Puissiez‑vous, une fois par jour, pour la refroidir, oublier votre culture, votre langue, votre nation, votre lieu de séjour, l'équipe de football de votre village, même votre sexe et votre religion, bref l'épaisseur de vos clôtures. Les femmes changent bien de nom, passé le mariage, les voyageurs d'adresse et les émigrés de passeport. Traduisez quelque mot étranger, trahissez le dialecte aisé en votre bouche, songez que celui que l'on accuse de traîtrise traverse, au sens littéral (tra‑ducit), une frontière, se déplace tout simplement, et qu'importateur ou exportateur, il donne, à travers cette barrière (trans‑dare). Appelez plutôt ce traître un échangeur. Bénissez les traducteurs. Femmes, épousez l'ennemi de votre frère. Si vous habitez à l'ombre d'un clocher modeste ou d'une cathédrale, regardez‑les une fois le jour, à midi par exemple, comme une ziggourat, une pyramide, une mosquée ou comme une pagode sans ombre. Bienheureuses religions dont le récit fondateur ne déifie pas la terre propre, mais au contraire en bénit une tout autre, lointaine, dite sainte et tellement inaccessible que celle sur laquelle se développe la vie réelle devient vallée de larmes et lieu d'exil. D'où sommes‑nous ? De nulle part, d'ailleurs, de la transcendance. Exerçons ‑nous, enfin, en cette heure de lumière, à travestir notre ami en Persan et voir nos bêtes dragonnesques comme des princesses bien‑aimées qui appellent au secours. Puissions‑nous, de temps en temps, oublier nos appartenances. Notre identité y gagne. Avec, en prime, la paix.

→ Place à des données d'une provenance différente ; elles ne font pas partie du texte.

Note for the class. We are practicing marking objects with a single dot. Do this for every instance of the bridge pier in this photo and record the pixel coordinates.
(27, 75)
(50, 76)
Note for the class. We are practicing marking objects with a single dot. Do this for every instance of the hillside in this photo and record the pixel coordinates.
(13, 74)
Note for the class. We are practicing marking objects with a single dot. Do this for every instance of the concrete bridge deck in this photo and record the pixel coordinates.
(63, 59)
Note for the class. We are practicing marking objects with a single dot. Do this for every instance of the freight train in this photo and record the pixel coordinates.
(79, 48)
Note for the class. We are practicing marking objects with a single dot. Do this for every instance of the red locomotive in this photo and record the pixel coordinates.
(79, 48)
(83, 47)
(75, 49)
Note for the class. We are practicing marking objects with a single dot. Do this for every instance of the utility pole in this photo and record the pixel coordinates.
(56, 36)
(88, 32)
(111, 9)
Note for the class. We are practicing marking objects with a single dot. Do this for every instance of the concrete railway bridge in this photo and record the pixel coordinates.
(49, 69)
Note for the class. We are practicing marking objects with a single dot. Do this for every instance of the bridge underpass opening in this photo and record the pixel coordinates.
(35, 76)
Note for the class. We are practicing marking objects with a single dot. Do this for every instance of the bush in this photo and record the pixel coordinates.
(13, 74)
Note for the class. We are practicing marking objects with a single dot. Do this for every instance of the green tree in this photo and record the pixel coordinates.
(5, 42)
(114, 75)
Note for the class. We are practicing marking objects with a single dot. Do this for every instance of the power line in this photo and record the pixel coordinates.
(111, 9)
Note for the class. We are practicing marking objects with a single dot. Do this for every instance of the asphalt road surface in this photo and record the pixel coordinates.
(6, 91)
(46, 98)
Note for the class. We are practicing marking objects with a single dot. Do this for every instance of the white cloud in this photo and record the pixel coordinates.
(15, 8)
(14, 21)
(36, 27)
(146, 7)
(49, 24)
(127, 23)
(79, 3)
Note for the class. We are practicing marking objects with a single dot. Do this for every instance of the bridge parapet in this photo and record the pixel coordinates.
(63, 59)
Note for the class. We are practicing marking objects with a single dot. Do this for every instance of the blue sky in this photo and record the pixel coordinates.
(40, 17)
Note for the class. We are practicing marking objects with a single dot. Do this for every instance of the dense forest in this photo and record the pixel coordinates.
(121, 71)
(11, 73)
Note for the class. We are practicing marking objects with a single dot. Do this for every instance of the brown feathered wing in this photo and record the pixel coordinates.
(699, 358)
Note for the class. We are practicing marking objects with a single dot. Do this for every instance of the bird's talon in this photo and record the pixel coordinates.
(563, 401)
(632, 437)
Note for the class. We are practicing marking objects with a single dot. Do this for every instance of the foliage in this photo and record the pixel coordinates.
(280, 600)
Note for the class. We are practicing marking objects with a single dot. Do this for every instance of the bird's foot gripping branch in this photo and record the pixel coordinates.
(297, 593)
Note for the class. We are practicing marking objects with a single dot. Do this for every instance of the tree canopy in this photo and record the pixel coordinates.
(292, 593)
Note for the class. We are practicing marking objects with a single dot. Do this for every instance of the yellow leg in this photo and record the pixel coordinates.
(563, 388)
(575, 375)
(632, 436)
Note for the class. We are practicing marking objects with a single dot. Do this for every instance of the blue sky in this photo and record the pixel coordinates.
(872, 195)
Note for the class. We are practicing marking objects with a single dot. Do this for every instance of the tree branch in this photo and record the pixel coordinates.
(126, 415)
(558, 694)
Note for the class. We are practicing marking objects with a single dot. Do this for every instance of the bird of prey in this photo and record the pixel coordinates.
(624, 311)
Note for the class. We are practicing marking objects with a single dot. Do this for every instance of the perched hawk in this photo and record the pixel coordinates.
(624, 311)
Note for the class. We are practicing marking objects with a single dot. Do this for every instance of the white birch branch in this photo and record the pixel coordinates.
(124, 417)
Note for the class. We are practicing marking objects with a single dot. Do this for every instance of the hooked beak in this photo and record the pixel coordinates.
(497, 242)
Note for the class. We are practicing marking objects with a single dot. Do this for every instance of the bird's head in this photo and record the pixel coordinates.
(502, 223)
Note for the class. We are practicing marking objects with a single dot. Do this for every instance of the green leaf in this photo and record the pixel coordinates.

Un aveu d'identité: tout inné, tout acquis
J'aime que le principe de l'identité se réduise à une tautologie vide, l'ontologie qui la supporte s'annulant de ce coup. Mon visage prend la forme d'un rond blanc, mon corps d’un manteau candide. Portrait sans traits, cire plastique à loisir. La carte peuplée se projette alors sur la carte blanche, toutes choses autres s'imprimant sur une telle incandescence : la beauté de telle amie, la laideur des villes des États‑Unis, l'étincelant Sahara, les Andes transcendantes, les courants du détroit de Baffin aux icebergs à la queue leu leu, les volcans triangulaires du Japon, brigands et saints, humbles et rois, grutiers, laboureurs, putains, ministres, tueurs au pouvoir et amoureux secrets de l'amour, savoirs et musiques. Écho bruissant de mille voix, lumière blanche à dix couleurs.
J'aime que les philosophes sensualistes, au siècle des lumières blanches, aient plongé le moi en cette cire vierge. Le monde s’y envisage et s'y dévisage à loisir, les autres y tiennent un infini entretien. En mon corps, mon âme et mon entendement‑palimpseste, mille textes et dessins se donnent rendez‑vous, pesamment surchargés, oubliés prestement, mémorisés, se chevauchant, effacés sans cesse et cependant toujours repeints et récrits en sillons remodelés. Toutes choses écrites sur cette absence ; ou : personne plus les autres ; voilà le moi. Ego nemo et alii.
Identité, vacuité, virginité. De ce vide surgit tout remplissement possible. Le plérome ou plénitude a besoin de vacance. Une vierge devient mère qui redevient vierge passé sa maternité. Presque tous les vivants, plantes, bêtes, champignons, naissent doués, ne connaissent que leur donné, marqués, munis de limites raides résistant à l'apprentissage, pour tout dire programmés, innés. Pour nous humains, tout s'acquiert, je viens de le dire, comme traces sur la cire ou couleurs dans l'incolore. Mais notre identité native comporte justement cette possibilité de tout acquérir; donnée au départ voilà une omnipotence, une totipotence, au sens où tout dort en puissance. Nous voilà universellement doués, par cette blancheur elle‑même, innée.
Il n'y a pas de discussion ni de contradiction ni même de proportion entre l'acquis et l'inné, entre les deux cartes dont je parle : tout inné, tout acquis, cette étrange addition forme l'Homme.